You can use stringr::str_match with ^(\S+(?:\s+\S+)?)?(?:\s+(.+))? regex (see the regex demo online):

library(stringr)
str_match(x, "(?s)^(\\S+(?:\\s+\\S+)?)?(?:\\s+(.+))?")[,-1]
# => [1] "string I"                      "would like to split somewhere"

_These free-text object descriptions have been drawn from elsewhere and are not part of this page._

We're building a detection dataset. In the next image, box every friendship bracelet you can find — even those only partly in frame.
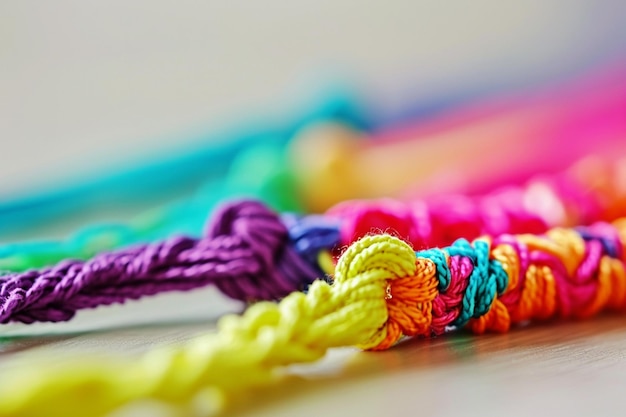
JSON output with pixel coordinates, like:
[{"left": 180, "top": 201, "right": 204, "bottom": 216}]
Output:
[
  {"left": 0, "top": 90, "right": 368, "bottom": 234},
  {"left": 2, "top": 219, "right": 625, "bottom": 417},
  {"left": 3, "top": 155, "right": 625, "bottom": 326},
  {"left": 289, "top": 70, "right": 626, "bottom": 211},
  {"left": 0, "top": 144, "right": 301, "bottom": 273}
]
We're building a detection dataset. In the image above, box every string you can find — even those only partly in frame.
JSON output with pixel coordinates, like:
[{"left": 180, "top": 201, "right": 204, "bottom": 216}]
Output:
[{"left": 1, "top": 220, "right": 625, "bottom": 416}]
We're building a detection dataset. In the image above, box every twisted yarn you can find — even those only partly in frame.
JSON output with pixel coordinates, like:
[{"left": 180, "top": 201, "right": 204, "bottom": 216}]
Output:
[{"left": 0, "top": 201, "right": 320, "bottom": 323}]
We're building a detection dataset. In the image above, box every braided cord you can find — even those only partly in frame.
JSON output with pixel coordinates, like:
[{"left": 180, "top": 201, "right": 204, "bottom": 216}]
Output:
[
  {"left": 2, "top": 220, "right": 626, "bottom": 416},
  {"left": 329, "top": 156, "right": 626, "bottom": 249}
]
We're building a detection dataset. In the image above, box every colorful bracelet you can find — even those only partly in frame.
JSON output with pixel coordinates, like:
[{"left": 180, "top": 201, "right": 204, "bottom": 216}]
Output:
[
  {"left": 0, "top": 90, "right": 368, "bottom": 234},
  {"left": 2, "top": 218, "right": 625, "bottom": 417},
  {"left": 289, "top": 70, "right": 626, "bottom": 211},
  {"left": 3, "top": 158, "right": 625, "bottom": 325}
]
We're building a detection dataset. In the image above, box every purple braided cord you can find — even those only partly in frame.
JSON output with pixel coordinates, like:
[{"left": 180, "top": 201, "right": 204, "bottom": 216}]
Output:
[{"left": 0, "top": 200, "right": 320, "bottom": 324}]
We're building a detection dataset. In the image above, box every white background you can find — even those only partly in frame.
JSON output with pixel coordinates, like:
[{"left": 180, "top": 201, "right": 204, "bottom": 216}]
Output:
[{"left": 2, "top": 0, "right": 626, "bottom": 198}]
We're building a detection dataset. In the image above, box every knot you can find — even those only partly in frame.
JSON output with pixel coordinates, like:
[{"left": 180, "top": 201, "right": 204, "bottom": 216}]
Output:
[
  {"left": 446, "top": 239, "right": 508, "bottom": 326},
  {"left": 333, "top": 234, "right": 438, "bottom": 351},
  {"left": 206, "top": 200, "right": 286, "bottom": 250},
  {"left": 204, "top": 200, "right": 318, "bottom": 301},
  {"left": 428, "top": 254, "right": 472, "bottom": 335},
  {"left": 576, "top": 222, "right": 622, "bottom": 259}
]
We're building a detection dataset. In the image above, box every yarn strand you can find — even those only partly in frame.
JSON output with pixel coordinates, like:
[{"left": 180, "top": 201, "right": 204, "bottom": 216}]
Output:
[{"left": 0, "top": 201, "right": 322, "bottom": 323}]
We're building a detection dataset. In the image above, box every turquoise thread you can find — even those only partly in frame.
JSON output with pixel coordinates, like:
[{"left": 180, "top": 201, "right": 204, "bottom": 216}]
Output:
[
  {"left": 449, "top": 239, "right": 505, "bottom": 325},
  {"left": 418, "top": 248, "right": 450, "bottom": 290}
]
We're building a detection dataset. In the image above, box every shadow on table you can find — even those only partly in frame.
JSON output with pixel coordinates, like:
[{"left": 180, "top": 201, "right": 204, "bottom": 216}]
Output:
[{"left": 227, "top": 313, "right": 626, "bottom": 416}]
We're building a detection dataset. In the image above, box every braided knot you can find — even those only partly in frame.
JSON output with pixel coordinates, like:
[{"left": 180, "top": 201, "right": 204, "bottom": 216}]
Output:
[
  {"left": 333, "top": 234, "right": 438, "bottom": 351},
  {"left": 207, "top": 200, "right": 286, "bottom": 254},
  {"left": 205, "top": 200, "right": 318, "bottom": 301},
  {"left": 429, "top": 255, "right": 471, "bottom": 335}
]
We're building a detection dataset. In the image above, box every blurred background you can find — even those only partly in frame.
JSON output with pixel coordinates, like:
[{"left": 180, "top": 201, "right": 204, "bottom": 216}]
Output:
[{"left": 2, "top": 0, "right": 626, "bottom": 237}]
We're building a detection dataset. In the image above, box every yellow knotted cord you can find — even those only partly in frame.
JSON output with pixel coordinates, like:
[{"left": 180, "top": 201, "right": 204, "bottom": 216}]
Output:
[{"left": 0, "top": 235, "right": 421, "bottom": 417}]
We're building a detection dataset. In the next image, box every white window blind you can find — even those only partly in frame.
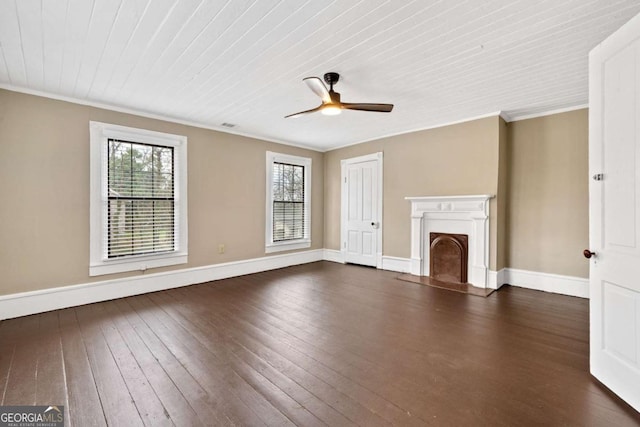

Also, you can use utils::strcapture:

result <- utils::strcapture("^(\\S+(?:\\s+\\S+)?)?(?:\\s+(.+))?", x, list(left=character(), right=character()))
# > result
#        left                         right
#  1 string I would like to split somewhere
result$left
# => [1] "string I"
result$right
# => [1] "would like to split somewhere"

The ^(\S+(?:\s+\S+)?)?(?:\s+(.+))? regex matches

  • ^ - start of string
  • (\S+(?:\s+\S+)?)? - an optional group 1:
    • \S+ - one or more non-whitespace chars
    • (?:\s+\S+)? - an optional occurrence of one or more whitespaces and then one or more non-whitespaces
  • (?:\s+(.+))? - an optional occurrence of
    • \s+ - one or more whitespaces
    • (.+) - Group 2: one or more chars other than line break chars as many as possible.

Note that it is not safe to use stringr::str_split here as the only way to use it is with a constrained-width lookbehind:

str_split(x, "(?<=^\\S{1,1000}\\s{1,1000}\\S{1,1000})\\s+")
# => [[1]]
#    [1] "string I"                      "would like to split somewhere"

Since in a constrained-width lookbehind one can't use + or * quantifiers, all you can do is use limiting quantifiers with declared min and max arguments, {1,1000}. Here, 1000 chars is the limit that you need to adjust based on your data.